そうして、魔法陣の光によりゲームフィールドへの転送が始まる。
「さて、どう来るやら」
広大に過ぎる空間であり、一定間隔で太い柱が立って並んでいて、下は石造り、後方には巨大な神殿の入り口があった。
「やっぱり、仕掛けてるわね」
「ああ」
いつまで待っても審判役のアナウンスも何もない。そうして、神殿と逆方向に膨大な数の魔法陣が出現し、そうして膨大な数の悪魔が転移してきた。
「これ、全員、旧魔王派なんだろうな……」
「間違いないわね」
「忌々しき偽りの魔王の血縁者、グレモリー。
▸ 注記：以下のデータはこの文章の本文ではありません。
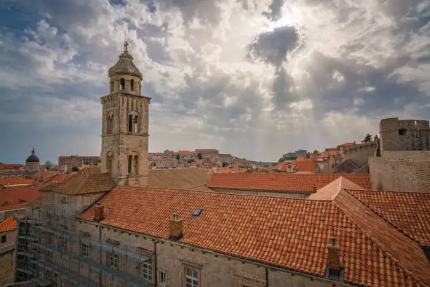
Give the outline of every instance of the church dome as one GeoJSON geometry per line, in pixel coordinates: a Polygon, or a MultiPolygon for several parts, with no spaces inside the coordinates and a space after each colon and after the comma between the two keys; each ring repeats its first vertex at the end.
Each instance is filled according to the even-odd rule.
{"type": "Polygon", "coordinates": [[[126,51],[119,55],[118,62],[113,67],[109,69],[109,77],[116,75],[129,75],[131,76],[138,77],[142,79],[142,73],[139,71],[133,63],[133,57],[126,51]]]}
{"type": "Polygon", "coordinates": [[[39,158],[36,155],[36,153],[34,152],[34,148],[32,151],[32,155],[27,158],[27,160],[25,162],[39,162],[39,158]]]}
此処で散ってもらおう」
リアス達を囲む悪魔の一人が敵意も殺意も丸出しにしつつ、言った。
そして、リアスとその眷属が悪魔たちに気を取られている間に密かに迫る存在がいた。
「(やった)」
ディオドラがアーシアを攫おうと気づいていない彼女へと手を伸ばし……。
「(!?)」
懐から現れたオーラ状の小型のドラゴンに驚いた間に小型のドラゴンは目に魔法陣を浮かべ、眼光を放った。
「ふはははは、アーシアは頂いていくよ。それじゃあ、殺されてくれ」
ディオドラは誰もその手に掴んでいないのにリアス達の上空へと移動しながら、勝ち誇ったように言い、そのまま姿を消した。
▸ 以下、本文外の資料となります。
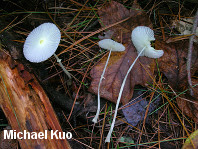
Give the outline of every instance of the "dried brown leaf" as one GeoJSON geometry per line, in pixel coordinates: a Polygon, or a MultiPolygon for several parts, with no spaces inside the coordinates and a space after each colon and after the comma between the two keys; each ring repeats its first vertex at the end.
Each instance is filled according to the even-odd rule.
{"type": "MultiPolygon", "coordinates": [[[[152,24],[144,11],[135,3],[131,10],[126,9],[122,4],[112,1],[107,6],[99,9],[101,25],[108,26],[127,17],[127,21],[116,25],[110,30],[113,31],[113,39],[121,42],[126,47],[124,52],[112,52],[107,66],[104,80],[101,84],[101,97],[116,103],[120,86],[130,65],[137,57],[137,51],[131,42],[131,31],[139,25],[152,27],[152,24]]],[[[107,57],[103,58],[90,72],[92,82],[89,91],[97,94],[100,76],[102,74],[107,57]]],[[[133,96],[135,85],[146,86],[152,79],[155,62],[153,59],[140,57],[134,65],[127,78],[121,102],[126,104],[133,96]]]]}
{"type": "MultiPolygon", "coordinates": [[[[188,89],[187,81],[187,54],[188,41],[178,41],[174,43],[165,43],[156,41],[156,48],[164,50],[164,55],[158,60],[159,69],[167,77],[169,84],[176,91],[182,92],[188,89]]],[[[192,54],[192,75],[198,70],[198,46],[194,44],[192,54]]],[[[193,85],[198,84],[198,80],[192,79],[193,85]]],[[[192,118],[198,123],[198,85],[194,87],[194,96],[190,96],[189,92],[176,98],[179,108],[185,115],[192,118]]]]}
{"type": "MultiPolygon", "coordinates": [[[[178,41],[174,43],[165,43],[156,40],[156,49],[163,49],[164,55],[158,59],[159,69],[167,77],[169,84],[176,90],[186,86],[187,80],[187,54],[188,41],[178,41]]],[[[192,54],[192,75],[198,69],[198,46],[194,44],[192,54]]]]}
小型のドラゴンを通じて発動した一誠の幻術にかかった事でディオドラはアーシアを攫うのに成功したと誤認させられてしまったのである。
「あっさり、かかってくれて良かったよ」
『
言いながら、一誠は龍人化しつつ、『赤龍帝の籠手』を出現させながら『禁手化』をする。
「悪いが、お前達と遊ぶ気は無くてな……【死ね】」
『!!』
口元に多重の小型魔法陣を出現させ、それをメガホンとするように膨大な魔力を込めた呪言を発動する。
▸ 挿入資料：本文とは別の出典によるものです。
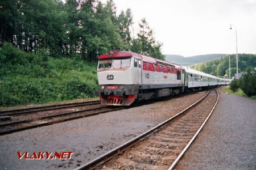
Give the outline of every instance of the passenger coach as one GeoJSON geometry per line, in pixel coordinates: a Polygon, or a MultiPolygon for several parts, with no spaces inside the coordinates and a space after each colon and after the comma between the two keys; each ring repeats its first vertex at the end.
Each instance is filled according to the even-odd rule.
{"type": "Polygon", "coordinates": [[[100,90],[94,94],[106,105],[129,105],[135,100],[228,83],[203,72],[131,52],[114,50],[98,60],[100,90]]]}

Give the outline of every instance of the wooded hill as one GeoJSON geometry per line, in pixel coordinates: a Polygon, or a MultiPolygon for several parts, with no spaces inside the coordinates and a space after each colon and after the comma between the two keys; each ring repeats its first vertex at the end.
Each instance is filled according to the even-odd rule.
{"type": "Polygon", "coordinates": [[[179,55],[166,55],[166,60],[183,66],[191,66],[225,56],[223,54],[212,54],[184,57],[179,55]]]}
{"type": "Polygon", "coordinates": [[[164,59],[144,18],[112,0],[1,1],[0,106],[93,97],[97,57],[115,48],[164,59]]]}
{"type": "MultiPolygon", "coordinates": [[[[230,55],[231,76],[236,73],[236,55],[230,55]]],[[[246,68],[254,70],[256,67],[256,55],[238,54],[238,73],[246,71],[246,68]]],[[[191,68],[212,74],[228,78],[229,74],[229,57],[225,56],[212,61],[196,64],[191,68]]]]}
魔法陣によって多重化し、指向性を有し、拡声範囲も相当に拡大された呪言を聞いた事で一誠たちを囲んでいた悪魔たちは全て心臓が停止し、そのまま死亡。
その魂は全て一誠の身へと吸収された。
「さて、それじゃあディオドラの元へと跳ぶぞ」
「ええ、思い知らせてやりましょう」
一誠はディオドラが去る前に超極細な魔力の糸を張り着かせてマーキングしていた。
よって、マーキング先へと瞬間転移出来る魔法を指を鳴らして発動し、そのまま、ディオドラの元へと転移するのであった……。